PoE stage-level inference (five modes shipped)

The released modeling_cognica_poe.py exposes PoE stage-level inference directly on CognicaPoEForCausalLM β€” no forward hooks or extra code required:

# Inspect the PoE structure
print(model.poe_n_stages)                  # 4
print(model.poe_stage_boundary_layers)     # [5, 11, 17, 23]

# --- 1. Stage prefix pruning: generate using only Stage 0 (25 % compute) ---
ids = encode_with_bos("The capital of France is")
out = model.generate_stage(ids, stage=0, max_new_tokens=32, do_sample=False)
print(tokenizer.decode(out[0], skip_special_tokens=True))
# => "The capital of France is Paris, the capital of France. ..."

# --- 2. WAND adaptive stage pruning ---
# Paper Β§5.3: 1.82Γ— wall-clock at 100% top-1 agreement (safety=1.0, d24 r=10 calib).
out, stages_used = model.generate_wand(
    ids, max_new_tokens=32, safety=1.0, return_stages_used=True,
)
print(f"avg stage used: {sum(stages_used) / len(stages_used):.2f} / {model.poe_n_stages - 1}")
# easy tokens exit at stage 1 or 2; hard tokens go full depth

# --- 3. Speculative decoding (Stage 0 as natural drafter) ---
# Paper Β§5.4: 1.87Γ— speedup at 88% acceptance (K=3, d24 r=10). Zero added params.
out, acc = model.generate_speculative(
    ids, max_new_tokens=32, draft_stage=0, k_draft=3, return_acceptance=True,
)
print(f"draft acceptance: {acc*100:.1f}%")
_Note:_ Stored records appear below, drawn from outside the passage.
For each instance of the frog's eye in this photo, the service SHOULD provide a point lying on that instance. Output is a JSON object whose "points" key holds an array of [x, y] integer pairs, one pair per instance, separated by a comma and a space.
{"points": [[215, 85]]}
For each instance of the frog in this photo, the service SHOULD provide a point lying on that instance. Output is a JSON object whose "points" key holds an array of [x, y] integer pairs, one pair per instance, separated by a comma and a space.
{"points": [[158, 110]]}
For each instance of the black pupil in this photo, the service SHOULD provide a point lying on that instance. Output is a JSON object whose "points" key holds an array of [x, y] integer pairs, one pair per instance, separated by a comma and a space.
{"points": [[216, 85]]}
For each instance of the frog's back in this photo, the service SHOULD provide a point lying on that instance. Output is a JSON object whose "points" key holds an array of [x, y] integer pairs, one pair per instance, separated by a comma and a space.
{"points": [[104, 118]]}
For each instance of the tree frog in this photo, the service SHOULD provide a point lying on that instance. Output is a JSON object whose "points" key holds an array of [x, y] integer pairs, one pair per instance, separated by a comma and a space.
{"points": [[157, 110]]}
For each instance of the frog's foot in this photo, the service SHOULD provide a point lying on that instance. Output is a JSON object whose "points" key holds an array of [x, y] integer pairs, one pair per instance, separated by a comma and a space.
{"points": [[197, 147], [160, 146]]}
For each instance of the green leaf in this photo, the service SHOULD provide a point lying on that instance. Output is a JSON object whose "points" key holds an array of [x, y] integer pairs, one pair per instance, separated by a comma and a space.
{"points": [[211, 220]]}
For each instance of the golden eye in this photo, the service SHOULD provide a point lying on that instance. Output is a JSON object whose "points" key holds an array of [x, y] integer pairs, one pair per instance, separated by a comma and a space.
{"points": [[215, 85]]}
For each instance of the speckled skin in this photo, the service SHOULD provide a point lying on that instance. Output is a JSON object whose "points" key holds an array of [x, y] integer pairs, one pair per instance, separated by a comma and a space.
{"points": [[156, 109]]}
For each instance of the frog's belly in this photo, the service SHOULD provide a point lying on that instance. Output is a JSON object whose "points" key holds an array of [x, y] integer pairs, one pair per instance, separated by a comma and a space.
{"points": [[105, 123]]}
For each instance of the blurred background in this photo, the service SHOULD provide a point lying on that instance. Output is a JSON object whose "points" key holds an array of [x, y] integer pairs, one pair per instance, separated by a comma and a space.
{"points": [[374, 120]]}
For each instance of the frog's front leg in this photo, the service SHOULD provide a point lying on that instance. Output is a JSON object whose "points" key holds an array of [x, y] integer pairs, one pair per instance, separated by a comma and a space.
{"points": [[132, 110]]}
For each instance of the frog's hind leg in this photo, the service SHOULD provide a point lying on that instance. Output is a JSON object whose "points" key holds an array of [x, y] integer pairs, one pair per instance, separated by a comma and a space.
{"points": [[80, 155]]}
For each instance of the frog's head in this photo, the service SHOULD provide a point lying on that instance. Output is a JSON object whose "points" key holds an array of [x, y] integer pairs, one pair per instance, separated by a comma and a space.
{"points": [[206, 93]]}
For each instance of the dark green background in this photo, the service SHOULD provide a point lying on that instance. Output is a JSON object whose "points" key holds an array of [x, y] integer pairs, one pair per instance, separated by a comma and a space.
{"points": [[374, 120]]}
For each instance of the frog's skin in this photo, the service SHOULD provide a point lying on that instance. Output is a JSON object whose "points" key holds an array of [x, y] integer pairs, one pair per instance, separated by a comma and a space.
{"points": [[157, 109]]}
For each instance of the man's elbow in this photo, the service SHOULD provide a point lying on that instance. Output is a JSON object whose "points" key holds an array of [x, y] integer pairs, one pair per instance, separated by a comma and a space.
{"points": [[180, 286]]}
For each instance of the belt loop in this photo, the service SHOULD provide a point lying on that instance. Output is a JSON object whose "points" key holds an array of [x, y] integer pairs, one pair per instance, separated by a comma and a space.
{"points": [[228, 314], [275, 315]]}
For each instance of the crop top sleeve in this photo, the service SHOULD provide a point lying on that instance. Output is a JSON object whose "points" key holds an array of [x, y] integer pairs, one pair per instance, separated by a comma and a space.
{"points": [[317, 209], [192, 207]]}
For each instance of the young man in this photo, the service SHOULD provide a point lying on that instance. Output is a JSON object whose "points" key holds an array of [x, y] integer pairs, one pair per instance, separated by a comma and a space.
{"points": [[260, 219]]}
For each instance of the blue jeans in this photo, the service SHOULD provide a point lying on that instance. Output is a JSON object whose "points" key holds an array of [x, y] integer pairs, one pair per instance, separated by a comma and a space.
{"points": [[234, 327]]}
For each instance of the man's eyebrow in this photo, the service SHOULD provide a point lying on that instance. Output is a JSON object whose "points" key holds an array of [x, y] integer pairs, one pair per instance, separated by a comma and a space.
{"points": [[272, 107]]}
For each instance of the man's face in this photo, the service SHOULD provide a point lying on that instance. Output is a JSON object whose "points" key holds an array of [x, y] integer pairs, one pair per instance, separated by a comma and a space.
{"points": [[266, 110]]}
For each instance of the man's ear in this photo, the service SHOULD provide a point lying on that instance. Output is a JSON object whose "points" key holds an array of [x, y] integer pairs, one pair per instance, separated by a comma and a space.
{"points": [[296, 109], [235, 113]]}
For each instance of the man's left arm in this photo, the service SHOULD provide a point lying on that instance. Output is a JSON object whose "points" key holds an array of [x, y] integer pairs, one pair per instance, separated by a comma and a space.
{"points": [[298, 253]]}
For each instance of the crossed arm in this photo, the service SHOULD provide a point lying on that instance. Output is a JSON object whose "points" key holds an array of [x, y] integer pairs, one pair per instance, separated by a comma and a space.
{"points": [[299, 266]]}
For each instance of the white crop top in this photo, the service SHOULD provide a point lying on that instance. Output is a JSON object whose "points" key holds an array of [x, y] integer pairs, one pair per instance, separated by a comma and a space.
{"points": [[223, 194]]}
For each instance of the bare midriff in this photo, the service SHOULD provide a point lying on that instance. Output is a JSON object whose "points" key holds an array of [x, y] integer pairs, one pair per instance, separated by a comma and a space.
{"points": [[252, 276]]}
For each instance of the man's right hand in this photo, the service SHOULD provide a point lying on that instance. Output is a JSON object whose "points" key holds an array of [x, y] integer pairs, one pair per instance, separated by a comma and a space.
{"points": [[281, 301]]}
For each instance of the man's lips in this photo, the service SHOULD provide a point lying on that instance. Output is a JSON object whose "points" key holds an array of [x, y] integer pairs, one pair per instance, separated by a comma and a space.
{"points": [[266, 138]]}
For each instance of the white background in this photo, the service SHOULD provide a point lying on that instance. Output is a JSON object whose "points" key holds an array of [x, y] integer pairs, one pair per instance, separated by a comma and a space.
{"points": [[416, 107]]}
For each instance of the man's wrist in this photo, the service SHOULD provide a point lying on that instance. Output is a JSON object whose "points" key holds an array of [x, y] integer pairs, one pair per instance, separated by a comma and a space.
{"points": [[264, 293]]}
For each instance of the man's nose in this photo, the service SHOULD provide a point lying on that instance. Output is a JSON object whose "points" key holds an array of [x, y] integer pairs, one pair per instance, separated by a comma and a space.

# --- 4. Parallel stage composition (quality-positive, Log-OP / PoE algebra) ---
# Paper Β§6.5.5: combining multiple stages in log-space produces a sharper joint
# distribution. Measured on this release: combining all 4 stages widens the
# top-1 vs top-2 margin by ~5.8Γ— (0.49 -> 2.84 logit) on a factual probe.
out = model.generate_parallel_composition(
    ids, stages=[0, 1, 2, 3], max_new_tokens=32, do_sample=False,
)
# Use stage_weights to tune the balance (paper Β§6.5.6 inference-time knob):
out = model.generate_parallel_composition(
    ids, stages=[2, 3], stage_weights=[0.5, 1.0], max_new_tokens=32,
)

# --- 5. Raw stage logits (for custom decoding / analysis) ---
logits = model.forward_stage(ids, stage=0)          # (B, T, vocab_size) at layer 5
# or all stages at once (single forward pass):
stage_logits = model.gpt.forward_all_stages(
    ids, stage_boundaries=model.poe_stage_boundary_layers,
)  # list of 4 logit tensors, ordered by the given boundaries

Notes on KV caching. Standard HF generate() uses the full-depth KV cache implementation in CognicaKVCache for O(T)-per-step decode. The PoE stage methods above re-forward the full prefix each decode step (no KV cache). This keeps the reference implementation small and paper-faithful; a stage-aware KV cache (maintaining per-stage depth windows) is left as an integration detail for production serving stacks. The compute savings from fewer layers per forward are already realised.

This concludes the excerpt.